Retroperitoneal and mesenteric lymphadenopathy can be an unexpected imaging finding and represent the first sign of disease. Given the increased frequency with which lymph nodes are identified on cross-sectional imaging and the wide differential diagnosis for lymphadenopathy in these regions, a careful evaluation of lymph node imaging characteristics (size, distribution, CT attenuation coefficient, signal changes on MRI, post-contrast enhancement) should be performed. Correlation with the patient’s clinical history should be made in an effort to rule out a neoplastic condition. Bulky retroperitoneal lymphadenopathy in association with mesenteric lymphadenopathy is suggestive of lymphoma. Abdominal lymphadenopathy, disproportionately involving the mesentery, is suggestive of tuberculosis [5].
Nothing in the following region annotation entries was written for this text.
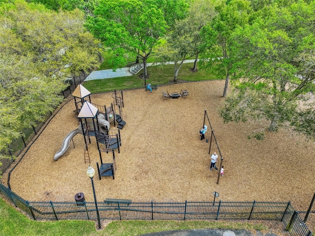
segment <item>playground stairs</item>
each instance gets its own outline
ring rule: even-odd
[[[116,170],[116,163],[115,159],[112,163],[102,163],[99,167],[98,162],[96,162],[96,166],[100,180],[101,177],[103,176],[112,176],[113,179],[115,179],[115,172]]]
[[[84,148],[84,162],[85,164],[91,163],[91,160],[90,159],[90,154],[89,154],[89,150],[87,148],[87,146],[85,146]]]
[[[116,121],[118,122],[117,128],[120,129],[123,129],[124,126],[126,124],[126,122],[125,120],[123,120],[123,119],[122,119],[122,118],[120,117],[116,118]]]
[[[140,64],[136,64],[135,65],[132,65],[129,69],[129,71],[132,75],[135,75],[139,71],[140,71],[144,67],[143,63]]]

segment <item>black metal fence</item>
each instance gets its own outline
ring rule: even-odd
[[[37,220],[97,219],[94,202],[29,202],[0,183],[0,192]],[[312,232],[290,202],[188,202],[97,203],[101,219],[267,220],[283,222],[292,236]]]
[[[61,95],[66,98],[73,92],[77,86],[81,84],[86,78],[87,74],[83,73],[80,76],[73,77],[69,80],[69,86]],[[39,122],[35,126],[30,128],[25,128],[22,131],[22,137],[14,140],[7,147],[7,149],[0,150],[0,175],[4,173],[26,148],[28,144],[36,135],[46,121],[49,118],[52,113],[48,113],[45,118],[45,121]]]

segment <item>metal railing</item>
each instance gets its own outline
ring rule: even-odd
[[[0,192],[37,220],[96,220],[94,202],[33,202],[24,200],[0,183]],[[98,202],[101,219],[110,220],[267,220],[283,222],[292,236],[312,232],[290,202]]]

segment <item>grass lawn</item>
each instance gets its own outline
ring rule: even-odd
[[[224,79],[224,70],[217,72],[212,68],[200,69],[198,72],[192,72],[189,69],[193,63],[183,64],[179,71],[178,80],[179,81],[200,81],[203,80]],[[104,80],[91,80],[84,83],[84,87],[92,93],[136,88],[144,87],[144,80],[141,77],[143,71],[132,76],[118,77]],[[158,65],[148,67],[149,78],[146,84],[152,85],[165,85],[172,83],[174,79],[174,65]]]
[[[0,235],[10,236],[136,236],[166,230],[230,229],[266,230],[263,224],[207,221],[115,221],[96,231],[93,221],[59,220],[39,222],[29,219],[0,198]]]

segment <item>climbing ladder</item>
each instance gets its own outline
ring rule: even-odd
[[[85,162],[85,164],[87,164],[87,163],[91,163],[90,154],[89,154],[89,150],[88,150],[88,147],[86,145],[84,148],[84,162]]]

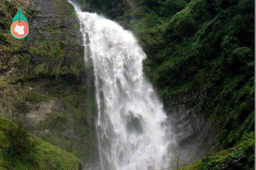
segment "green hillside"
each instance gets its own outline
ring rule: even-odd
[[[27,145],[31,147],[29,143],[26,143],[24,146],[22,145],[23,148],[19,146],[19,148],[27,152],[12,154],[10,149],[16,146],[15,142],[19,140],[10,132],[16,131],[17,128],[16,124],[0,117],[0,169],[81,169],[80,163],[74,155],[30,134],[29,139],[24,139],[24,141],[32,143],[33,148],[30,148],[29,151],[24,149]],[[20,135],[17,136],[22,138]]]

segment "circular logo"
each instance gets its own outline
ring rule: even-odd
[[[12,35],[17,39],[22,39],[24,38],[30,29],[29,25],[26,22],[20,20],[16,20],[13,22],[11,25],[11,33]]]

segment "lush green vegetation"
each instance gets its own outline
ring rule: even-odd
[[[202,160],[191,163],[181,170],[254,169],[254,140],[253,133],[244,133],[243,142]]]
[[[26,152],[23,150],[20,152],[18,150],[10,151],[10,149],[15,149],[13,147],[16,144],[14,143],[19,139],[13,138],[17,136],[14,136],[9,132],[16,131],[17,127],[14,123],[0,116],[1,169],[80,169],[81,165],[74,155],[30,134],[23,138],[26,139],[26,142],[36,143],[34,147],[25,149]],[[20,135],[18,136],[22,137]],[[26,145],[29,144],[23,144],[24,146]],[[19,149],[21,149],[24,148],[19,147]]]
[[[25,39],[15,39],[10,25],[18,8],[30,26],[33,24],[29,2],[4,1],[0,7],[0,115],[16,122],[15,118],[23,117],[31,133],[72,153],[82,162],[90,161],[98,154],[97,107],[79,50],[81,39],[74,36],[79,33],[75,11],[67,1],[51,1],[52,6],[46,10],[53,8],[58,17],[31,29]],[[30,36],[33,38],[29,40]]]
[[[81,3],[84,9],[97,6],[90,1],[78,1],[87,2]],[[216,125],[213,153],[238,143],[246,145],[242,137],[254,131],[254,1],[136,2],[113,18],[138,38],[148,57],[145,72],[165,108],[184,96],[190,99],[187,102],[192,108],[200,105],[196,112]],[[115,4],[101,3],[94,10],[113,18],[102,11],[115,8]],[[250,146],[250,151],[243,154],[251,153]],[[234,154],[240,154],[239,151]],[[204,161],[215,166],[223,161],[226,166],[230,156]],[[205,168],[224,169],[211,166]]]

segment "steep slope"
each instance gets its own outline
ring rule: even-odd
[[[81,164],[74,155],[32,135],[30,139],[38,144],[36,150],[30,153],[29,161],[17,155],[9,156],[6,150],[12,142],[8,132],[16,126],[0,116],[0,169],[81,169]],[[35,161],[31,161],[32,157]]]
[[[30,26],[23,40],[10,33],[18,8]],[[67,1],[3,1],[0,16],[0,114],[12,119],[24,109],[32,133],[82,162],[97,159],[97,107],[86,73],[92,69],[83,61],[73,7]]]
[[[147,55],[145,72],[176,134],[173,151],[200,157],[254,131],[253,1],[139,0],[129,7],[114,19]]]

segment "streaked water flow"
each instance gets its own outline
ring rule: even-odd
[[[101,169],[159,168],[166,157],[166,116],[143,73],[145,53],[131,32],[70,3],[93,63]]]

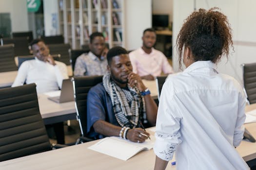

The most common soft tissue masses to affect the retroperitoneum and peritoneal structures are metastases and lymphoma [6]. Metastases to the retroperitoneum most commonly originate in the pelvis (rectum, cervix, prostate) [7]. Peritoneal carcinomatosis and metastases to omentum and mesentery frequently arise from tumors of the ovary, colon, stomach, pancreas, uterus, and bladder [8–11]. Tuberculosis can closely mimic peritoneal carcinomatosis radiologically. Forty to eighty percentage of gastrointestinal carcinoid tumors metastasize directly or via lymphatic spread to the mesentery [12, 13]. The infiltrative pattern of mesenteric disease seen with carcinoid, desmoid tumors, retractile mesenteritis, and peritoneal mesothelioma can sometimes be difficult to differentiate on CT.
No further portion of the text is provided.